The lingering dry spell, if it continues, is likely to affect the summer harvest, which accounts for half of the province's annual grain output, according to the provincial government.

To relieve the drought, some 1.05 billion cubic meters of water has been diverted from the Yellow River to Shandong's reservoirs, large and small, from where it will be used for irrigation.

Jiang said the solution was only possible because the province used its strength and financial resources in recent years to repair all of its reservoirs - a target it achieved three years ahead of other provinces.

A total of 1.25 billion yuan ($190 million) has been spent on water conservancy projects in the province - including the dredging of 23,000 kilometers of water channels and the repair or digging of 37,000 motor-pumped wells.

"It is why I am able to sit here and talk with you," he said. "The past hardship has finally paid off. Otherwise, I would be outside irrigating the fields."
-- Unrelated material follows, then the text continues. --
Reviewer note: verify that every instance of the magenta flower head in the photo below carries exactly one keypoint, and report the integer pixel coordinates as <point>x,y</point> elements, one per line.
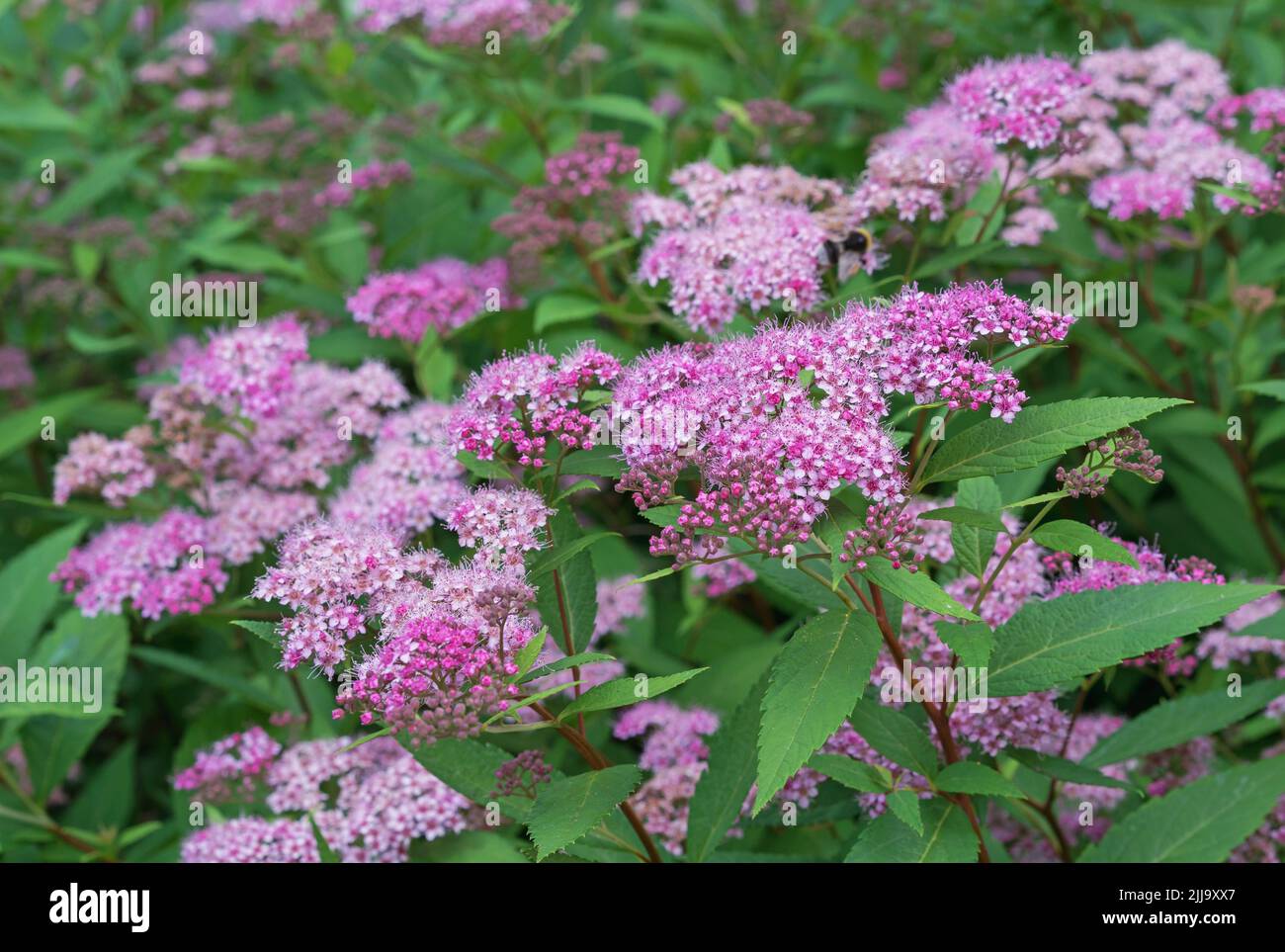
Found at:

The province is now digging more than 25,000 wells that will be finished by the end of March to ensure there is enough drinking water for residents in drought-hit areas.

During the next five years, the government plans to shift its investment focus from water conservancy projects to improving people's livelihoods, Jiang said.

Last year, 51 percent of Shandong's fiscal expenditure, or 211.51 billion yuan, was used to improve people's livelihoods. It was an increase of 6.2 percent on the amount spent in 2005.

The money was used to fund projects that improved people's living conditions, he said, and ensure more people are covered by the medical care system as well as support elderly people in rural areas.

Jiang said the province's ultimate target is to enrich its people and the next five years will be crucial.

"Shandong has registered sound development during the past five years," he said. "This has laid a solid base for the province's next five years."